La mine fermée employait 153 salariés et avait perdu 5 millions d'euros en 2013.

La CGT conteste l'étude du BRGM sur l'épuisement du gisement.

 

Le creusement récent de 3.000 mètres de galeries et de nombreux sondages ont révélé l'épuisement du gisement de Trélazé. - Photo DR

 

La fine ardoise angevine, c'est presque fini. A Trélazé (Maine-et-Loire), la fermeture de la dernière mine, celle des Ardoisières d'Angers (groupe Imerys), marquera fin mars l'épilogue de six siècles d'extraction de cette pierre schisteuse, un produit haut de gamme vanté pour son gris bleuté.

Lundi dernier, le Bureau de recherches géologiques et minières (BRGM) a confirmé que l'exploitation de la mine n'était plus viable en raison de l'épuisement du gisement. Cet avis confirme celui d'Imerys, qui avait annoncé, le 25 novembre dernier, le projet de fermer ce site. La mine emploie 153 salariés. Ils étaient encore 2.000 au début des années 1980. Au-delà du manque de réserves, la direction mentionne une baisse de la qualité de la pierre bleue restante. Au cours des dix dernières années, 3.000 mètres de galeries ont été creusées et près de 10.500 sondages effectués près des gisements actuels, mais sans résultat.

En dépit de ces investissements, la production est passée de 6.300 tonnes en 2012 à 3.500 tonnes l'année dernière. Depuis 2008, le rendement s'est réduit de moitié, à 2,8 %, tandis que le coût de production d'une tonne passait de 860 euros en 2005 à 2.000 euros. « La situation financière de l'entreprise s'est détériorée », expose Imerys. La perte d'exploitation approchait les 5 millions d'euros en 2013, sur un chiffre d'affaires de 12 millions. Sur les exercices 2011 et 2012, la perte nette cumulée atteignait 7,5 millions d'euros.
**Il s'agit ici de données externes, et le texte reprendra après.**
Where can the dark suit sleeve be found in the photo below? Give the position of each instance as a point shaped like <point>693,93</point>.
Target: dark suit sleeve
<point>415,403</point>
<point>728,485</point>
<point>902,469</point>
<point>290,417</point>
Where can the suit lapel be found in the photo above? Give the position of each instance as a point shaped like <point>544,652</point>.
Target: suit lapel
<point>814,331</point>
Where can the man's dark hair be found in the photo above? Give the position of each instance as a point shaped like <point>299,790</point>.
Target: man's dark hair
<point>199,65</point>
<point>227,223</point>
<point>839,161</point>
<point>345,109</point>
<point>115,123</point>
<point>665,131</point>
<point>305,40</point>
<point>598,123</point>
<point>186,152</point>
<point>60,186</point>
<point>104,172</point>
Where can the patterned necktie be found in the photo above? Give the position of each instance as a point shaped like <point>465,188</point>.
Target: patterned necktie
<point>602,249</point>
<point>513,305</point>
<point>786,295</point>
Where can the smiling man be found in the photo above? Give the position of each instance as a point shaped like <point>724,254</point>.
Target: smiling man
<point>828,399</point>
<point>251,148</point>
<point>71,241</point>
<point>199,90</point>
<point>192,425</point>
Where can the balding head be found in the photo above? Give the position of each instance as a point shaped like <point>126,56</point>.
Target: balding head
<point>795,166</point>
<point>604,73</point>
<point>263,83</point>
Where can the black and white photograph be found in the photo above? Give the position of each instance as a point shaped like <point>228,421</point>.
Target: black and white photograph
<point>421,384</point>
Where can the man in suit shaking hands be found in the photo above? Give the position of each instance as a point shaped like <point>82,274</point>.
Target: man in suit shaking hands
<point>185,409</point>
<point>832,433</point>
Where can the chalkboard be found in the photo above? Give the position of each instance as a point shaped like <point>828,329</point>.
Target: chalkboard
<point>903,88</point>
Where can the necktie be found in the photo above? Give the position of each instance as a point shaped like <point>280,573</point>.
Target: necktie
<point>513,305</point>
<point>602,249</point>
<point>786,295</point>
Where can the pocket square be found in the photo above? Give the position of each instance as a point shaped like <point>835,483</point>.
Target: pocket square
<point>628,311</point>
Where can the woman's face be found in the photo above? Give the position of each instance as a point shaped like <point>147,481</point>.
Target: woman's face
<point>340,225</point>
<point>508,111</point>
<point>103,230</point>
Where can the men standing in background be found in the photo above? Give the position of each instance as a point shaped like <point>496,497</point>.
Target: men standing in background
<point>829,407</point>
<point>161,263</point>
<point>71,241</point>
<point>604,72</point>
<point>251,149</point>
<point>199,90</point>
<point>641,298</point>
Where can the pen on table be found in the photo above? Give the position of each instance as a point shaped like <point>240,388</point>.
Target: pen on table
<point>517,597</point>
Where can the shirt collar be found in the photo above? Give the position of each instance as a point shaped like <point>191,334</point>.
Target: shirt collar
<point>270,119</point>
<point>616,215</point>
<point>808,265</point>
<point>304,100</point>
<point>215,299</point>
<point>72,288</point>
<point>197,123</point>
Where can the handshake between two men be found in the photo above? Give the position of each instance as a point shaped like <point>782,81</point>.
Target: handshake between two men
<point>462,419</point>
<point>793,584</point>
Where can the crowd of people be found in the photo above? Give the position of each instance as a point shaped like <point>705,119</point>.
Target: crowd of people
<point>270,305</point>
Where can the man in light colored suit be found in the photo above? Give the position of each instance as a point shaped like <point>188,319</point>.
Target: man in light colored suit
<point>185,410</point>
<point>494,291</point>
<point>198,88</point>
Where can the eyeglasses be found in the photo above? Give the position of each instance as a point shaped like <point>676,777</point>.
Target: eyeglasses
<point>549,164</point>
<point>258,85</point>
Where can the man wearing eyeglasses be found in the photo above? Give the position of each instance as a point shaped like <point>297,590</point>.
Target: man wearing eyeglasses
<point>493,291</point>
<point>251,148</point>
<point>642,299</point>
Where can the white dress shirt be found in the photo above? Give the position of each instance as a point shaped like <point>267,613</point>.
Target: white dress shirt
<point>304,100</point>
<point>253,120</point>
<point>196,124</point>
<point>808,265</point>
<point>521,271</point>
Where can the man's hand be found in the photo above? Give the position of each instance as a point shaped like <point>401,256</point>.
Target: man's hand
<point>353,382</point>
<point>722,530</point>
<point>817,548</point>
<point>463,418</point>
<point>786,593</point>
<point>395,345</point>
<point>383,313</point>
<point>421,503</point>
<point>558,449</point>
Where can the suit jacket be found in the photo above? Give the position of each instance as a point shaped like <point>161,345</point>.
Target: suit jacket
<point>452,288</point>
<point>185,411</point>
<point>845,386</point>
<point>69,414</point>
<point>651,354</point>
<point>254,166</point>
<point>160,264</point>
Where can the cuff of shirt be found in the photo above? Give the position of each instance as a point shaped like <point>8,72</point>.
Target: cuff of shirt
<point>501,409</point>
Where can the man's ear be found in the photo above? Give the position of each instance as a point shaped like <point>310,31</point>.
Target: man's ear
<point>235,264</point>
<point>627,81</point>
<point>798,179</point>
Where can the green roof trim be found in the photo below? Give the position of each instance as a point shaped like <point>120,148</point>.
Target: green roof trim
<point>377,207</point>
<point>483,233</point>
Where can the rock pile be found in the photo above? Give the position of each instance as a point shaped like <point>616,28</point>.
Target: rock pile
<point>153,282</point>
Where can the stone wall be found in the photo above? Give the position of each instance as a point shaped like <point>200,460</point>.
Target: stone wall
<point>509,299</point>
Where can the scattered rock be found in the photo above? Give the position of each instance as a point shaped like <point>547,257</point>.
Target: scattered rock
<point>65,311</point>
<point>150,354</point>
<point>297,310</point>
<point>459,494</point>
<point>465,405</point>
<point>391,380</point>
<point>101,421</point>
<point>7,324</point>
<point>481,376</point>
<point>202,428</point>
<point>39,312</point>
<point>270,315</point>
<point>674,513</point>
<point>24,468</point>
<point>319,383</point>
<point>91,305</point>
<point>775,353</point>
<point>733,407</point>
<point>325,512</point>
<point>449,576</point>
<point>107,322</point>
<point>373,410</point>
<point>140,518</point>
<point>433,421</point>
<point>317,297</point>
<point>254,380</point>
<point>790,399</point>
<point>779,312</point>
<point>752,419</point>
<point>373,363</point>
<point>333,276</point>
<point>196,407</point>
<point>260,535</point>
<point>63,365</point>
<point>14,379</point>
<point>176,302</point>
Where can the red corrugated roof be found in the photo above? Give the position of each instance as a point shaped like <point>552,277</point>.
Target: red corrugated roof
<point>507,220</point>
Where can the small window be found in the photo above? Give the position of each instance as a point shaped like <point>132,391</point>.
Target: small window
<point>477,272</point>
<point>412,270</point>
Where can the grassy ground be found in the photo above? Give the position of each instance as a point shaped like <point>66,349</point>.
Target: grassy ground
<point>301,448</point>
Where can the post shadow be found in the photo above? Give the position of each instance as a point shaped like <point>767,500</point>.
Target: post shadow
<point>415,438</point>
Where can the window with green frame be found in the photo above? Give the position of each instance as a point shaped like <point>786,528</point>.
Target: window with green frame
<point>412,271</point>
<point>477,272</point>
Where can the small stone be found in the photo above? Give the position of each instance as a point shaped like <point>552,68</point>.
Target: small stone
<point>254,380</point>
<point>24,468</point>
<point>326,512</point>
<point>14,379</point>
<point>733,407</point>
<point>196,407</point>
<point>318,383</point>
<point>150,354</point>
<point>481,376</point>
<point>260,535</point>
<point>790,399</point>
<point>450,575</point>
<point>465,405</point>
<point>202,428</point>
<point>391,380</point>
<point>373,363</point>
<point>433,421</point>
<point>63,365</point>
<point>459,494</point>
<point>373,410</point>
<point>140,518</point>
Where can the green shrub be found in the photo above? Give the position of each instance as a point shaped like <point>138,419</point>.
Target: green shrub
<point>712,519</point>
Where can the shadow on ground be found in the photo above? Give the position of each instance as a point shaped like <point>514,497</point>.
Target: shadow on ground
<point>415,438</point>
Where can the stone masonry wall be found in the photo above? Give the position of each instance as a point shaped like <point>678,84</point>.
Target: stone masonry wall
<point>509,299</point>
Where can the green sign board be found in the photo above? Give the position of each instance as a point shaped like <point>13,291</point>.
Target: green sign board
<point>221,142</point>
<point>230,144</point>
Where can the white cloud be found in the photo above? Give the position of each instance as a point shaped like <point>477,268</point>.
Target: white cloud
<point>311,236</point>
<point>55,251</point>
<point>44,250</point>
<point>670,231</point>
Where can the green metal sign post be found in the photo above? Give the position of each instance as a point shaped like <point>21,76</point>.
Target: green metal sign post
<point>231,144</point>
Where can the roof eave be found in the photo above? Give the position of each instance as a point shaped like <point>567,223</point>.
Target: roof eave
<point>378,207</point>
Marc Goua, le maire PS de Trélazé déplorait récemment que les toitures du château de Fontainebleau et celles des Invalides eussent été refaites avec de l'ardoise canadienne. Selon Imerys, 90 % de l'ardoise vendue en France provient de mines ouvertes en Espagne, alors qu'il fallait plonger à 400 mètres pour l'extraire du sous-sol de Trélazé.

Mesures de reclassement

L'audit n'a pas convaincu la CGT, qui conteste l'épuisement du gisement et affirme qu'il a été réalisé essentiellement à partir de documents fournis par la société, sans investigations supplémentaires. Le syndicat a commandé une autre étude au cabinet Secafi, pour qui le site serait viable à condition d'investir une vingtaine de millions d'euros. De son côté, la direction indique qu'elle proposera à tous les salariés des mesures personnalisées et des reclassements en France. 

La fin de la mine a cependant provoqué un certain émoi à Trélazé, faubourg populaire d'Angers. Dans certaines familles, on était mineur d'ardoise de père en fils, depuis des générations. La mine laisse en outre une vaste emprise de 130 hectares, propriété d'Imerys, qu'il faudra urbaniser ou réindustrialiser.